The episode mystery’s particularly effective because it involves Weaver’s fellow inmates, most of whom are apparently just gay men being persecuted by the government, then tormented by guards and prison administrators. Hence why it all feels so hopeless.

There’s some excellent character development from Weaver, who’s superb. He doesn’t actually get a lot to do—the development’s presumably setup–but what he gets, he excels with. Excellent work from Green and Ainsworth too. The season’s plot threads are working out exquisitely. Save the Patrick subplot, but that one’s at least funny now and no longer cringe-inducing.

Daisy Coulam’s script and Jermain Julien’s direction are also outstanding. It’s a very strong episode.

Grantchester (2014) s06e06

This episode toggles between being a thankless bridging episode and a reminder late fifties England wasn’t just a hotbed of homophobia–there’s also a bunch of rampant, violent misogyny. Plus, old people are bigots. Plus, religious zealots are different kinds of bigots, even if they’re Black. Religion… an intersection of garbage. Though religious nonsense does often sound pretty when spoken aloud, which is what the episode ends up leveraging in the finale. But it’s mostly just a bridging episode.

Three significant issues get development.

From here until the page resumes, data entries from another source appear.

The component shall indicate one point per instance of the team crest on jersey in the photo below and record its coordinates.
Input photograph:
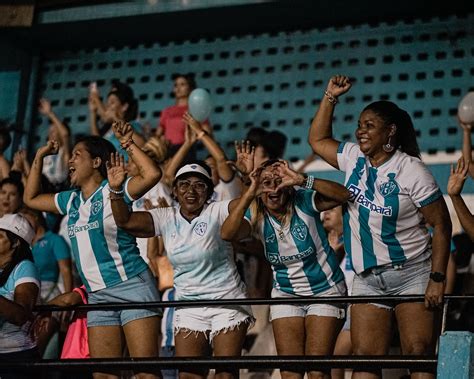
(270, 239)
(96, 207)
(200, 228)
(387, 188)
(300, 232)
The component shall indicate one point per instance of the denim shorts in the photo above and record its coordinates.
(212, 319)
(140, 288)
(337, 310)
(409, 279)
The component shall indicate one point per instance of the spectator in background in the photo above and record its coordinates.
(121, 105)
(11, 196)
(171, 124)
(53, 259)
(385, 234)
(5, 142)
(55, 167)
(19, 287)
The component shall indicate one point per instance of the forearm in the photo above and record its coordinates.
(440, 246)
(33, 187)
(13, 312)
(464, 214)
(232, 225)
(331, 190)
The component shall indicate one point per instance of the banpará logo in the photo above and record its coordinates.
(299, 231)
(73, 229)
(366, 203)
(200, 229)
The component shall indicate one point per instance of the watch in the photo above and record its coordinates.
(437, 277)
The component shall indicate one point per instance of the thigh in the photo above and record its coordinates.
(105, 341)
(142, 336)
(230, 342)
(416, 326)
(289, 335)
(321, 334)
(370, 329)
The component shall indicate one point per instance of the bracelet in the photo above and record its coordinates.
(201, 134)
(309, 182)
(120, 192)
(331, 98)
(126, 144)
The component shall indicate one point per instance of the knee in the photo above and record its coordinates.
(416, 347)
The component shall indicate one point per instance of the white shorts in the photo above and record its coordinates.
(337, 310)
(211, 319)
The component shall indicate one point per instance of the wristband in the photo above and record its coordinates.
(201, 134)
(126, 144)
(331, 98)
(309, 182)
(120, 192)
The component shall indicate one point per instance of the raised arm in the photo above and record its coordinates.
(235, 227)
(455, 185)
(139, 224)
(320, 135)
(467, 146)
(32, 196)
(223, 168)
(328, 193)
(179, 156)
(148, 173)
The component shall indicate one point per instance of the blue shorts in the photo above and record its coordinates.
(337, 310)
(140, 288)
(410, 279)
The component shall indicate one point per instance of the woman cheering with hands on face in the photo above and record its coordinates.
(394, 195)
(106, 256)
(288, 222)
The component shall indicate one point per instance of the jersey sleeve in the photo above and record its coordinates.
(61, 199)
(26, 272)
(305, 201)
(347, 154)
(61, 248)
(421, 184)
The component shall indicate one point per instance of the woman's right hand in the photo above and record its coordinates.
(338, 85)
(457, 178)
(51, 148)
(116, 172)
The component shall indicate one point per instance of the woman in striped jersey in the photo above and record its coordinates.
(288, 222)
(107, 257)
(393, 196)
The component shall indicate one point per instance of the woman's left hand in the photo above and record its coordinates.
(457, 178)
(434, 294)
(288, 177)
(123, 131)
(116, 172)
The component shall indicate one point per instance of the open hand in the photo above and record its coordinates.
(458, 177)
(116, 173)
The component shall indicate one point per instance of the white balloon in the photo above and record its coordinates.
(466, 109)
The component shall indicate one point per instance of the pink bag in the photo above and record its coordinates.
(76, 343)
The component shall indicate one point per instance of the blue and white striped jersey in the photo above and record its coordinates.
(105, 255)
(382, 221)
(303, 263)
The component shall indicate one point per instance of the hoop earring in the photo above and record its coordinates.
(388, 147)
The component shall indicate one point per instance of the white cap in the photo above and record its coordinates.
(193, 168)
(18, 225)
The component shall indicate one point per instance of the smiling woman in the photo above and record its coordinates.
(393, 197)
(107, 257)
(203, 263)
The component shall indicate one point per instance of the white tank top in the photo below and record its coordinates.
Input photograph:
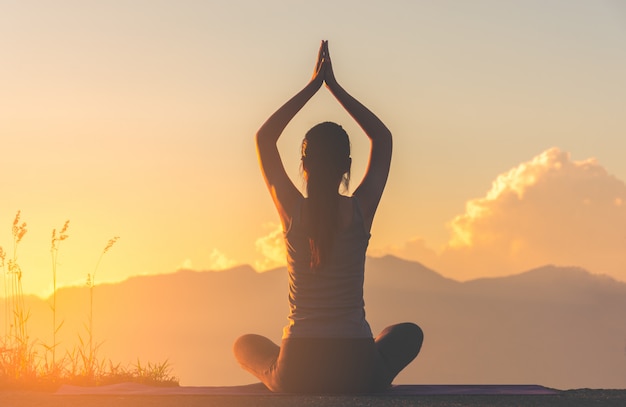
(327, 302)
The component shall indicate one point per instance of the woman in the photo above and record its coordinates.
(328, 346)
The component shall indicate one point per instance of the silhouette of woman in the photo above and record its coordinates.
(328, 346)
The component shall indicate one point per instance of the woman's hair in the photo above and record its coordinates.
(326, 163)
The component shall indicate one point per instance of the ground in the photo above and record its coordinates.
(571, 398)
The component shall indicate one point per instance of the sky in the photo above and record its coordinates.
(136, 119)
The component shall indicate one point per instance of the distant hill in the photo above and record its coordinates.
(559, 327)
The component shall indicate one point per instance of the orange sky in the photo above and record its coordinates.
(136, 120)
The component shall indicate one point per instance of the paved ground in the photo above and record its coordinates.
(571, 398)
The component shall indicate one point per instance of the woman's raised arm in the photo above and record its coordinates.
(371, 188)
(283, 191)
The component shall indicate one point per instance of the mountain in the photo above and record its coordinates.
(559, 327)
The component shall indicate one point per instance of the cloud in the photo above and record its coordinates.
(549, 210)
(219, 261)
(272, 247)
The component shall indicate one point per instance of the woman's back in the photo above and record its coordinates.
(328, 302)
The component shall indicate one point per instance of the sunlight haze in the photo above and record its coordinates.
(136, 119)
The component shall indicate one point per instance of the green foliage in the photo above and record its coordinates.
(27, 363)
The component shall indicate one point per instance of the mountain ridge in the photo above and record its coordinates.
(555, 326)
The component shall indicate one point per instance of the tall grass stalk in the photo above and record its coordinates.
(21, 365)
(91, 283)
(18, 333)
(54, 252)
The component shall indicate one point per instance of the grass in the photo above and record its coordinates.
(32, 364)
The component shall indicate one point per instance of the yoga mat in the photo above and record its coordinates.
(258, 389)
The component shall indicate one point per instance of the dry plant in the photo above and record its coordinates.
(54, 252)
(21, 365)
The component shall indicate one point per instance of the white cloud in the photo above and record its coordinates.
(550, 210)
(219, 261)
(272, 248)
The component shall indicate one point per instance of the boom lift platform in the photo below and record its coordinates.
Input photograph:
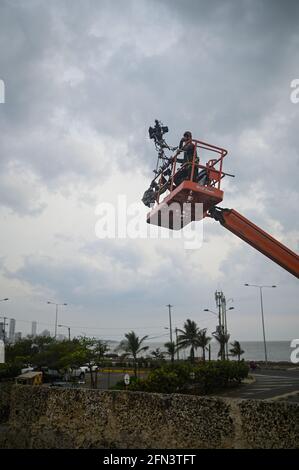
(202, 185)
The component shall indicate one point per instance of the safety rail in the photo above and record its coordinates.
(213, 168)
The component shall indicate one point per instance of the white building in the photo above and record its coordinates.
(18, 336)
(45, 333)
(11, 332)
(33, 328)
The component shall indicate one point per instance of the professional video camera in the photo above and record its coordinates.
(157, 132)
(163, 169)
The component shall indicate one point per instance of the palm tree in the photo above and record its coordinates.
(236, 350)
(189, 337)
(203, 341)
(171, 349)
(157, 354)
(222, 339)
(132, 345)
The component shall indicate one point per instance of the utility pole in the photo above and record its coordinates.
(218, 298)
(3, 331)
(177, 349)
(223, 302)
(170, 331)
(170, 325)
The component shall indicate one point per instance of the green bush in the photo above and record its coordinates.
(200, 379)
(8, 371)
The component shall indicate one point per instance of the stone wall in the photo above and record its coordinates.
(42, 417)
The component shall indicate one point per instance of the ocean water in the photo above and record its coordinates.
(254, 350)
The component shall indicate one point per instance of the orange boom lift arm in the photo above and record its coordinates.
(202, 185)
(258, 238)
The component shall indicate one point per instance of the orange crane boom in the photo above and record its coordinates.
(257, 238)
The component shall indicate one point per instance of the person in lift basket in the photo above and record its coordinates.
(188, 147)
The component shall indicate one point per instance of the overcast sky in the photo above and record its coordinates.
(83, 82)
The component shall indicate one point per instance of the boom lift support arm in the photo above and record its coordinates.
(257, 238)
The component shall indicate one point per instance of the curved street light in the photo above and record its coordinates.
(261, 287)
(56, 316)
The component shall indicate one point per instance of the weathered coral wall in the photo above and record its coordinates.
(43, 417)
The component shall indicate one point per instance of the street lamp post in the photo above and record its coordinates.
(69, 330)
(170, 326)
(56, 316)
(262, 311)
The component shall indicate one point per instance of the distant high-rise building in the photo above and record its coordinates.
(2, 332)
(18, 336)
(33, 328)
(45, 333)
(60, 337)
(11, 332)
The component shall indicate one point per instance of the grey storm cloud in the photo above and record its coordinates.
(218, 68)
(84, 80)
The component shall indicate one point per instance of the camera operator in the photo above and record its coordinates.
(188, 147)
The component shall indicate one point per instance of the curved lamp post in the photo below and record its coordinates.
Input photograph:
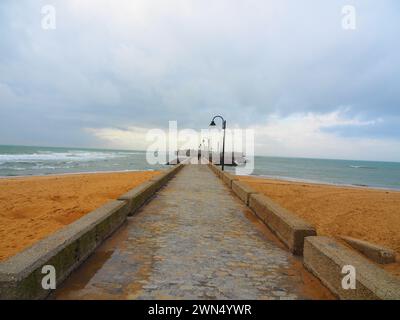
(212, 124)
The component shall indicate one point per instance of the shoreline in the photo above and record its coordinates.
(321, 183)
(363, 213)
(76, 173)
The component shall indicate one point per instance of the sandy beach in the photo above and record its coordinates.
(368, 214)
(32, 208)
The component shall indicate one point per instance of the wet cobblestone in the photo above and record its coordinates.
(192, 241)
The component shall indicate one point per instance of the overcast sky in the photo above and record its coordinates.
(111, 70)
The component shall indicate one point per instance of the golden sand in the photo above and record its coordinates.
(35, 207)
(368, 214)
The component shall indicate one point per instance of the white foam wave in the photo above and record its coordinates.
(58, 156)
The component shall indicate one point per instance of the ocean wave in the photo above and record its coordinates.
(57, 156)
(362, 167)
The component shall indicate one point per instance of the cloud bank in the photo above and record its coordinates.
(286, 68)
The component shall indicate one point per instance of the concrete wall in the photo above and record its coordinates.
(325, 258)
(291, 229)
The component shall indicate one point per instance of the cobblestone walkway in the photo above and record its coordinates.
(192, 241)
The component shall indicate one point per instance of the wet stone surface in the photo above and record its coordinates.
(192, 241)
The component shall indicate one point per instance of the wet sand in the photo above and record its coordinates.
(368, 214)
(32, 208)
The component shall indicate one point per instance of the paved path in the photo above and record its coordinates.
(194, 240)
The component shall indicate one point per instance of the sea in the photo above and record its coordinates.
(28, 161)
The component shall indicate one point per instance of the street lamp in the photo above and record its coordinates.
(212, 124)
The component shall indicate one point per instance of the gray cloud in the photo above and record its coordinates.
(142, 63)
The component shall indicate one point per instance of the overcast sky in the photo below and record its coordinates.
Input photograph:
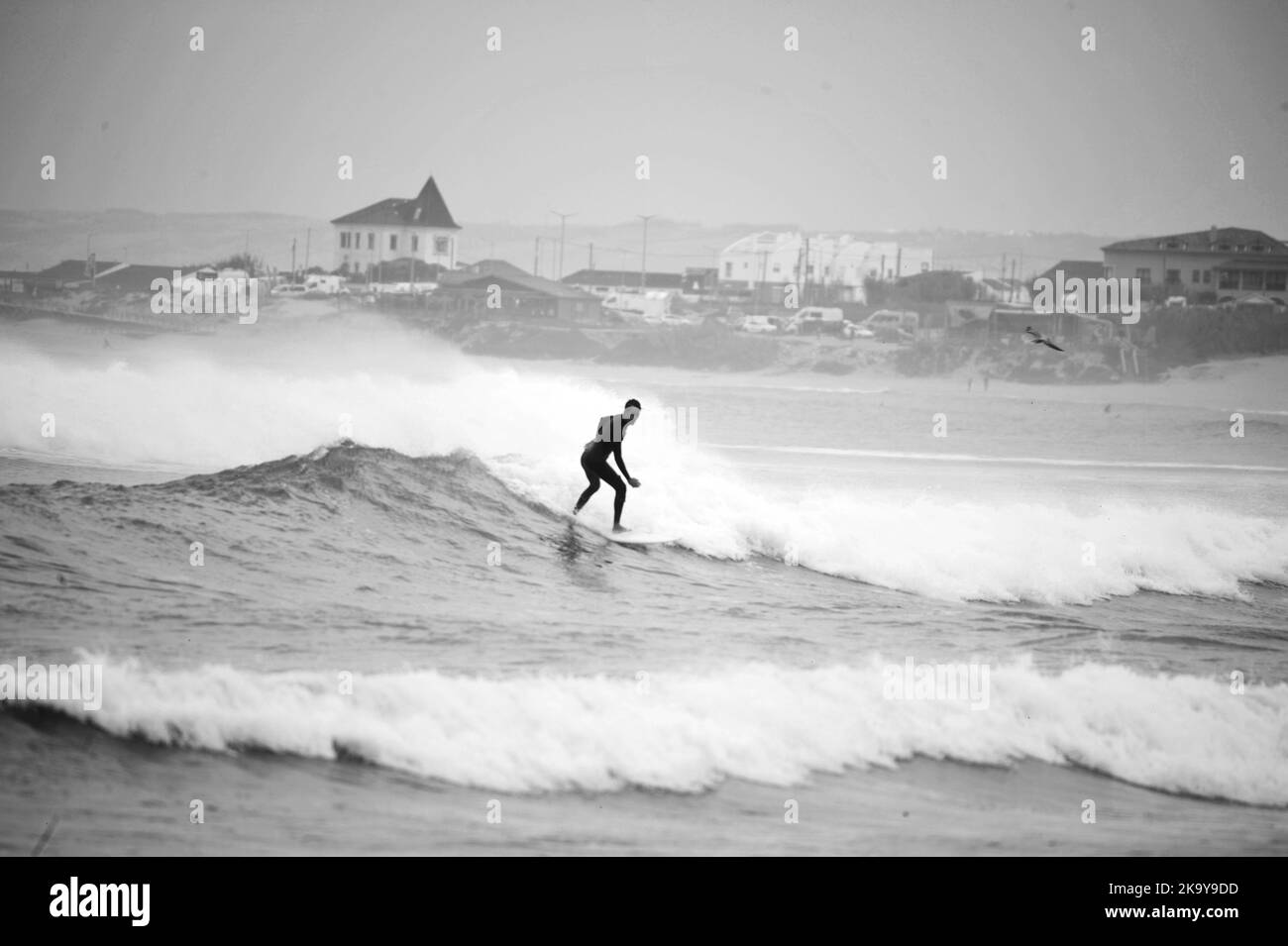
(1039, 136)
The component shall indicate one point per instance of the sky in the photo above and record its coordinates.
(1134, 137)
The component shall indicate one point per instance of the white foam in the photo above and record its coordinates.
(213, 411)
(690, 730)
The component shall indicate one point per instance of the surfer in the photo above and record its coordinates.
(593, 460)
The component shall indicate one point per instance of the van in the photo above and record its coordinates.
(814, 319)
(890, 325)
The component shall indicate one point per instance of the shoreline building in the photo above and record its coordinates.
(1231, 263)
(419, 227)
(832, 264)
(604, 282)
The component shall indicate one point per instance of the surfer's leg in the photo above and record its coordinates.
(592, 475)
(619, 499)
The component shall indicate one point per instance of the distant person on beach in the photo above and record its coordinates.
(593, 460)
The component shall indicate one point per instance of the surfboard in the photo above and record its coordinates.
(622, 538)
(636, 538)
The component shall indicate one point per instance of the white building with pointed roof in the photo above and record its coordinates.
(397, 228)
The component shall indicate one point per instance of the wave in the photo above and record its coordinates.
(982, 459)
(213, 411)
(688, 731)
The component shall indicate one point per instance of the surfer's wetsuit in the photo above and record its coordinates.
(593, 461)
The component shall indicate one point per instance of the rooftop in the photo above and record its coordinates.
(1215, 240)
(425, 209)
(625, 278)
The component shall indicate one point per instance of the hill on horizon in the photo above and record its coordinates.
(38, 240)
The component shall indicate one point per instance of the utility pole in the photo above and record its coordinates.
(805, 273)
(563, 219)
(645, 218)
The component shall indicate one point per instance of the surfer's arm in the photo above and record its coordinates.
(617, 456)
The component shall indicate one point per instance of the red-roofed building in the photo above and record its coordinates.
(1229, 262)
(419, 227)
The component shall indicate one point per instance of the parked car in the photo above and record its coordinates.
(814, 319)
(758, 325)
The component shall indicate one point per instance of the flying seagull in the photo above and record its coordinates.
(1035, 338)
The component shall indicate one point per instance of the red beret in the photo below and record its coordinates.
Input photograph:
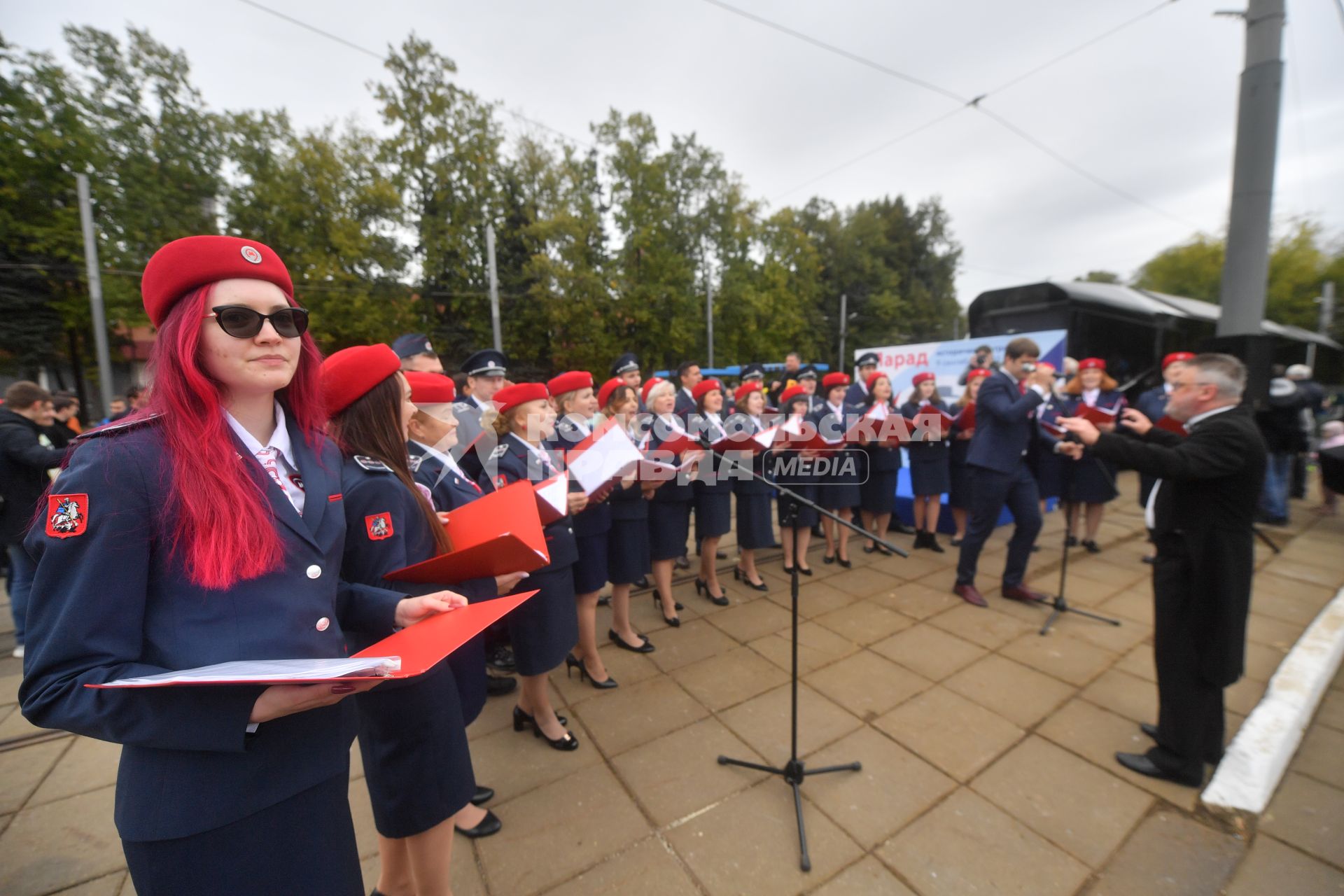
(746, 388)
(569, 382)
(351, 372)
(511, 397)
(790, 394)
(195, 261)
(604, 394)
(705, 387)
(430, 388)
(648, 387)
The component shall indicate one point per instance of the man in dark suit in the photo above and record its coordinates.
(996, 463)
(1200, 512)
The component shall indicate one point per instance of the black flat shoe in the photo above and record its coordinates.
(645, 645)
(717, 599)
(1144, 766)
(675, 621)
(487, 827)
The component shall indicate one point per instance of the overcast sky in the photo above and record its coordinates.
(1151, 109)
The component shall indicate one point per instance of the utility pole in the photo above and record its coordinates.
(844, 328)
(100, 321)
(495, 286)
(1246, 265)
(708, 317)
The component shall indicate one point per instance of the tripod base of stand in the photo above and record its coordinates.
(793, 774)
(1060, 608)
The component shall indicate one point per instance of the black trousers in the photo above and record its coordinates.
(991, 491)
(1190, 708)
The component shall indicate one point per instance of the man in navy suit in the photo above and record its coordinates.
(996, 461)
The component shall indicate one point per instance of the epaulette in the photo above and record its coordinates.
(118, 426)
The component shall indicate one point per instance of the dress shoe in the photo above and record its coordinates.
(487, 827)
(969, 594)
(1144, 764)
(645, 645)
(1025, 594)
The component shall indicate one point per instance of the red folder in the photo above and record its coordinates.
(1171, 425)
(417, 649)
(495, 535)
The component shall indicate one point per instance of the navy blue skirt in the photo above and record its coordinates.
(808, 516)
(713, 514)
(590, 568)
(879, 493)
(546, 626)
(1092, 479)
(755, 528)
(628, 551)
(958, 495)
(300, 846)
(413, 743)
(670, 524)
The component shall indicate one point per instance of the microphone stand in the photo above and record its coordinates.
(793, 771)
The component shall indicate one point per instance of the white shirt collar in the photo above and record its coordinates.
(279, 440)
(1200, 418)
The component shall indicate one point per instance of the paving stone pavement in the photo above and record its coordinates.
(986, 748)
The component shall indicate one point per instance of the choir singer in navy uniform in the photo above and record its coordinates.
(210, 530)
(1202, 511)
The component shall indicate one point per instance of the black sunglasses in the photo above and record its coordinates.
(241, 321)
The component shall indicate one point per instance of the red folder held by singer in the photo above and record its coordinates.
(405, 654)
(493, 535)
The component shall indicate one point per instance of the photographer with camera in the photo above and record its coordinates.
(996, 464)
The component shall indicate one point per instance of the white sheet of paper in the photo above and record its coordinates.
(244, 671)
(609, 457)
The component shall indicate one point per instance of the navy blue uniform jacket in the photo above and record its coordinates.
(116, 601)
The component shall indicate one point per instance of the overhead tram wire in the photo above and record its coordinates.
(382, 58)
(972, 102)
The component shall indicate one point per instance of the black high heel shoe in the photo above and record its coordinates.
(742, 577)
(675, 621)
(573, 663)
(645, 645)
(704, 587)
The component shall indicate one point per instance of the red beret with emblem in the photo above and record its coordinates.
(648, 387)
(430, 388)
(705, 387)
(790, 394)
(604, 394)
(569, 382)
(351, 372)
(195, 261)
(511, 397)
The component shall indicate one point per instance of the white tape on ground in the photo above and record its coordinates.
(1259, 755)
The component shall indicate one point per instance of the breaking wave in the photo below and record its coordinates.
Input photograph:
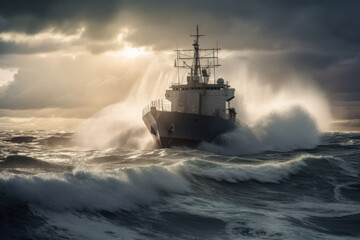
(278, 131)
(121, 189)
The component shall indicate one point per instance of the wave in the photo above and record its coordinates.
(268, 172)
(278, 131)
(121, 189)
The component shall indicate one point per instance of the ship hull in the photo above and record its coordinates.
(184, 129)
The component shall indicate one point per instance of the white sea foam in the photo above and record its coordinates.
(121, 189)
(272, 172)
(278, 131)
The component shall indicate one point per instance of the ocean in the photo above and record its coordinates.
(51, 189)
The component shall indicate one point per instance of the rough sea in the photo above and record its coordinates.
(51, 189)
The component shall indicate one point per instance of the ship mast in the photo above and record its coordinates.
(199, 69)
(196, 51)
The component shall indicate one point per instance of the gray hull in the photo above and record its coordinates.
(184, 129)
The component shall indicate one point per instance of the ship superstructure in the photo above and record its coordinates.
(199, 109)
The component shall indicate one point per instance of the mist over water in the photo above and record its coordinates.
(278, 131)
(280, 120)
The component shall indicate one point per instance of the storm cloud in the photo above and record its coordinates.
(316, 41)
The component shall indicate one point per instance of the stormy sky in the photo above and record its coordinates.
(61, 61)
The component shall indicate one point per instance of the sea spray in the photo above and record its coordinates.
(291, 129)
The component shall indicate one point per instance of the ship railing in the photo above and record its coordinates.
(237, 121)
(159, 105)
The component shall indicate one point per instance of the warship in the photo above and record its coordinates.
(196, 111)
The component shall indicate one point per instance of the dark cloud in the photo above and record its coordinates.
(316, 40)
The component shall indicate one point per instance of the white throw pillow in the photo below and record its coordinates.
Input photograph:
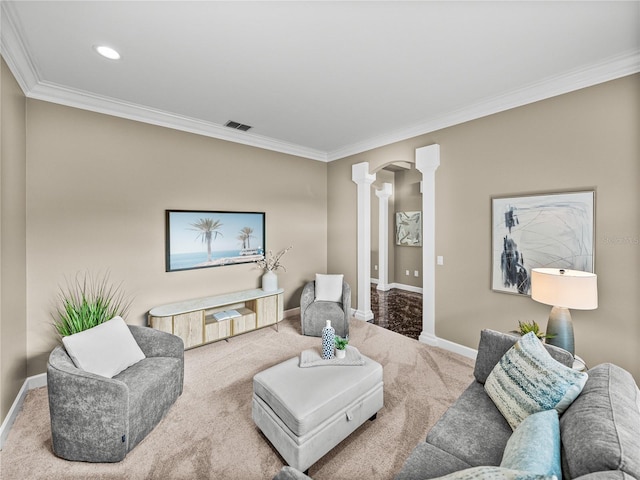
(329, 287)
(106, 349)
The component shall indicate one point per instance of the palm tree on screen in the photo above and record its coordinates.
(245, 237)
(209, 231)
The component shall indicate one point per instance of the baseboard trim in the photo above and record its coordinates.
(292, 312)
(399, 286)
(30, 383)
(457, 348)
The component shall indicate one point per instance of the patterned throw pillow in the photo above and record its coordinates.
(527, 380)
(494, 473)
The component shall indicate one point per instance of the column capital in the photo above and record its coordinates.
(428, 158)
(386, 191)
(360, 174)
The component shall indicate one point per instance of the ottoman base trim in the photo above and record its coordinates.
(302, 452)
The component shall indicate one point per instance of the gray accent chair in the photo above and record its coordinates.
(314, 314)
(99, 419)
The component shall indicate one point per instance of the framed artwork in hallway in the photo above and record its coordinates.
(409, 229)
(553, 230)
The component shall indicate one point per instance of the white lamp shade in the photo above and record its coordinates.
(565, 288)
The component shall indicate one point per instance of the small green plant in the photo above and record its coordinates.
(526, 327)
(86, 302)
(341, 343)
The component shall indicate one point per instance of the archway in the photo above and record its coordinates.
(427, 161)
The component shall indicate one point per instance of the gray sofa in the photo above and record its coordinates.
(600, 431)
(99, 419)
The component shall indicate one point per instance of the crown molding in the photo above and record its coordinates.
(17, 56)
(59, 94)
(610, 69)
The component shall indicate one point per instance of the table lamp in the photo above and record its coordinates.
(563, 289)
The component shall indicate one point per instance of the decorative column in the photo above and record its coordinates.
(427, 162)
(361, 176)
(383, 236)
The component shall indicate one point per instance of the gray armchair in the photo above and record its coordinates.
(99, 419)
(314, 314)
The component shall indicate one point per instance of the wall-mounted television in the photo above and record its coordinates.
(205, 238)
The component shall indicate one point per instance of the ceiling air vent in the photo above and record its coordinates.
(237, 126)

First, “Grantchester” manages to find Tom Brittney a sexual liaison so tawdry and ill-advised, it’d make former vicar Sidney Chambers blush even though Sidney was a man-slut. It’s actually such an obvious big swing it’s shocking Robson Green didn’t respond to Brittney’s revelation with a, “wow, not even Sidney would’ve done that.” It’s a weird personality and character development bit for Brittney (seriously, they got rid of intrepid girl reporter Lauren Carse for this romance?). Though some of the illicit behavior is well-acted. Not enough but some.

Second, guest star Shaun Dooley is back to help Green realize being a shitty old white guy isn’t cool, actually. They don’t deal with any of the overarching copper versus crooked lawyer stuff, but they do introduce Dooley to Green’s wife, Kacey Ainsworth, and their oldest daughter, Skye Lucia Degruttola. Ainsworth and Degruttola love having someone around to tell them about Green’s war days because he’s still suffering too much from his untreated because it’d be unmanly PTSD. Whereas Dooley’s a sociopath and is okay talking about it. Poetic too. It’s kind of a good arc for Green, kind of not. He and Dooley don’t have any chemistry as pals, so even though the episode rushes Brittney and Green patching things up (they’re fighting about Brittney being a spoiled rich kid again), it’s welcome. Especially since Green’s pissed Ainsworth likes Dooley and is shitty to her.

Finally, the episode introduces Ahmed Elhaj as the new curate. He’s second-generation Black British, parents from Nigeria. He’s got to suffer Brittney being rude because Brittney didn’t want to hire anyone, and Elhaj was assigned. And then there’s Tessa Peake-Jones being racist. Elhaj’s super-sympathetic until we find out he’s a shifty bigot out to correct wayward, ungodly Brittney and company. The hard cliffhanger is the reveal of his villainy.

I haven’t even talked about the mystery plot, which is basically just fifties dudes being rapey, murdery, or otherwise just shitty. It’s indistinctly unpleasant and overly busy. Green also lets a murder accomplice get away, and it doesn’t even matter in the grand scheme, not with all those little schemes going on.

It’s not a terrible episode, just an inauspicious first outing from writer Tolula Dada.

The season was on a continued upswing, but this episode loses the plot. Or maybe “Grantchester” just isn’t “Grantchester” without Al Weaver.